Yasaktan yana olanlar başörtüsünün laiklikle bağdaşmadığını, toplumun ulusal ve çağdaş yapısını zedelediğini ve sosyal huzura bir tehdit oluşturduğunu iddia ediyorlar. Yasakları destekleyen ve gelişmeleri sevinçle karşılayan bir grup da tartışmayı seviyesiz bir üslupla, fırsat bu fırsat anlayışıyla İslam'a hakaret etmeye kadar götürebiliyor. Batı'yı, özgürlüklerinin teminatı olarak gören ve yasak tartışmasını izlemeyenler açısından ise gelişmeler şaşkınlık, hatta yer yer hayal kırıklığı yaratıyor.
Başörtüsü tartışmasının Fransa'da ele alınma biçimini doğru algılamak ve her yönüyle görebilmek açısından Fransa'nın laik sisteminin oluşumuna, homojenliği hedefleyen ulus-devlet yapısına ve toplumsal dokusuna bakmak gerekiyor.
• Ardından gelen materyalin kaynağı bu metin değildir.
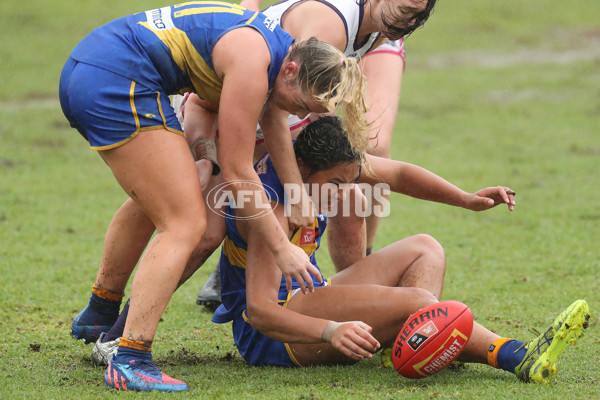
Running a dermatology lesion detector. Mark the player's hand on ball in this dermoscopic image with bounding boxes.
[466,186,516,211]
[329,321,380,361]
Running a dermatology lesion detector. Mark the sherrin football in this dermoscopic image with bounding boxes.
[392,300,473,379]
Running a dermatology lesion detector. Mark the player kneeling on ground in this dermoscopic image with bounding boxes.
[95,116,589,382]
[213,117,589,382]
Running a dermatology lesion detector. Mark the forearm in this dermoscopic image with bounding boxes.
[261,116,303,191]
[359,155,470,207]
[390,163,469,207]
[248,301,329,343]
[184,94,218,145]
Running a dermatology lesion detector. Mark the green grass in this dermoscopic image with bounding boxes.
[0,0,600,399]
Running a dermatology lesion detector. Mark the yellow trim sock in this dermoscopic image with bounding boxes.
[488,338,513,368]
[119,337,152,351]
[92,285,125,301]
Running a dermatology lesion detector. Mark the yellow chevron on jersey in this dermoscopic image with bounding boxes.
[138,21,223,104]
[290,218,319,258]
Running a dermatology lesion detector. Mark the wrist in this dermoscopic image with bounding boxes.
[321,321,342,343]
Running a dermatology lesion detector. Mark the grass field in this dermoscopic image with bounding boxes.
[0,0,600,399]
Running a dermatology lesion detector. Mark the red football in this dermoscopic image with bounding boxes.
[392,300,473,379]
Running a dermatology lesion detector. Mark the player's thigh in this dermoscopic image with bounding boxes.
[100,129,206,236]
[362,52,404,157]
[331,235,443,286]
[287,285,437,366]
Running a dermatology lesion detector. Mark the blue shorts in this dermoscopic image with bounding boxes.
[59,58,183,150]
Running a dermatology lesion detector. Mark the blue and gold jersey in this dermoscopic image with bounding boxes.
[213,154,327,323]
[71,1,294,104]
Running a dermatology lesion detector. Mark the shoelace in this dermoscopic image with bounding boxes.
[514,327,541,353]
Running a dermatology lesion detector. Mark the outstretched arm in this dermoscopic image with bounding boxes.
[359,155,516,211]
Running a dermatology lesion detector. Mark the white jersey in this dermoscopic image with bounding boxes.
[262,0,380,58]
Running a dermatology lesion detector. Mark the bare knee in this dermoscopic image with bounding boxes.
[406,287,439,314]
[410,233,446,270]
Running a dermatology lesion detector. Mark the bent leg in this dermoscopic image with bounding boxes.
[287,285,437,366]
[96,198,154,293]
[331,234,446,299]
[361,51,404,249]
[100,129,206,342]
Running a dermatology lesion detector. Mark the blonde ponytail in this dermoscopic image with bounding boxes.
[289,38,370,153]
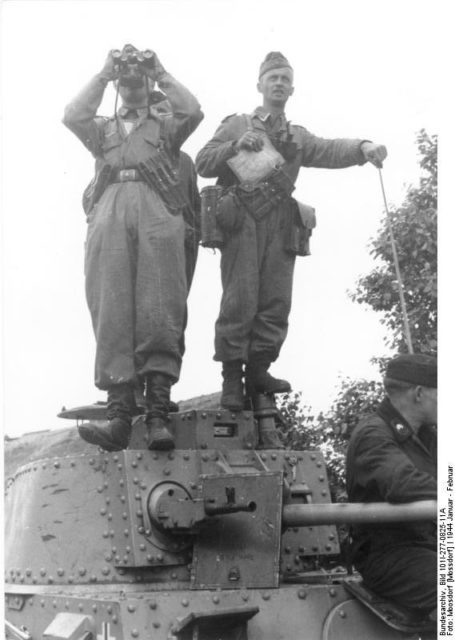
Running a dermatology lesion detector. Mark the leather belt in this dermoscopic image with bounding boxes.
[111,169,142,182]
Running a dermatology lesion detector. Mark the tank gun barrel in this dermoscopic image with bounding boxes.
[283,500,437,527]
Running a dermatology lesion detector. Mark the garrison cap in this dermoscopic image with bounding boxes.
[259,51,292,77]
[386,353,438,387]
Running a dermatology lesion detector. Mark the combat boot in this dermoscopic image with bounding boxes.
[245,356,291,396]
[145,373,175,451]
[78,384,135,451]
[220,360,244,411]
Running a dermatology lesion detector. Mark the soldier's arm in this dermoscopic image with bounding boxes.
[196,116,246,178]
[352,426,437,503]
[63,53,116,156]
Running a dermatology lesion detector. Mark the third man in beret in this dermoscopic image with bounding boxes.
[347,355,437,614]
[196,52,387,446]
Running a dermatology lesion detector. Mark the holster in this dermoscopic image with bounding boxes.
[137,149,191,214]
[236,167,295,220]
[82,164,113,216]
[284,198,316,256]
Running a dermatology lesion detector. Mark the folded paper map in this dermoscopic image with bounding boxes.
[227,137,284,182]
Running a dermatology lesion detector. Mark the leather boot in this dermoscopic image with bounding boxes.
[78,384,135,451]
[145,373,175,451]
[245,356,291,396]
[220,360,244,411]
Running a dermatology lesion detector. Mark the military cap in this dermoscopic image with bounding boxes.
[386,353,438,387]
[259,51,292,77]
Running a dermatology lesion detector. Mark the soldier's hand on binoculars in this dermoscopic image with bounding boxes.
[236,129,264,151]
[101,51,119,80]
[361,142,387,169]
Fransa, diğer Batı ülkelerine oranla daha farklı bir laikleşme süreci yaşamıştır. 16. yüzyılda tüm Avrupa'da katı kilise yönetimi karşısında aydınlanma hareketi bir özgürlük projesi olarak gelişmiştir. Özellikle İngiltere ve Almanya'da Protestan din yorumu devlet ve din arasında daha erken bir dönemde ayrışmayı getirirken, Fransa'da ise kilisenin Katolik din yorumu 18. yüzyıla kadar baskın olmaya devam etmiştir. Aydınlanma hareketindeki bu gecikme, Katolikliğin sert karakteri nedeniyle Fransa'da laiklik/modernleşme tarihinin en acımasız, en kanlı çatışmalarına yol açmıştır. Süreç içinde devlet ve din ilişkisinin karşılıklı bir tanıma ve işbirliğine dönüştüğü Almanya ve İngiltere gibi Avrupa ülkelerinden farklı olarak Fransa, din ve devlet ayrımı konusunda katı bir tutum sergilemiş, yasakçı bir zihniyet geliştirmiştir. Fransa'da genelde dine karşı mevcut bulunan olumsuz tutumun son yıllarda artan "İslam tehdidi" söylemleriyle birleşmesi ise bugünkü gündemi büyük oranda belirlemiştir.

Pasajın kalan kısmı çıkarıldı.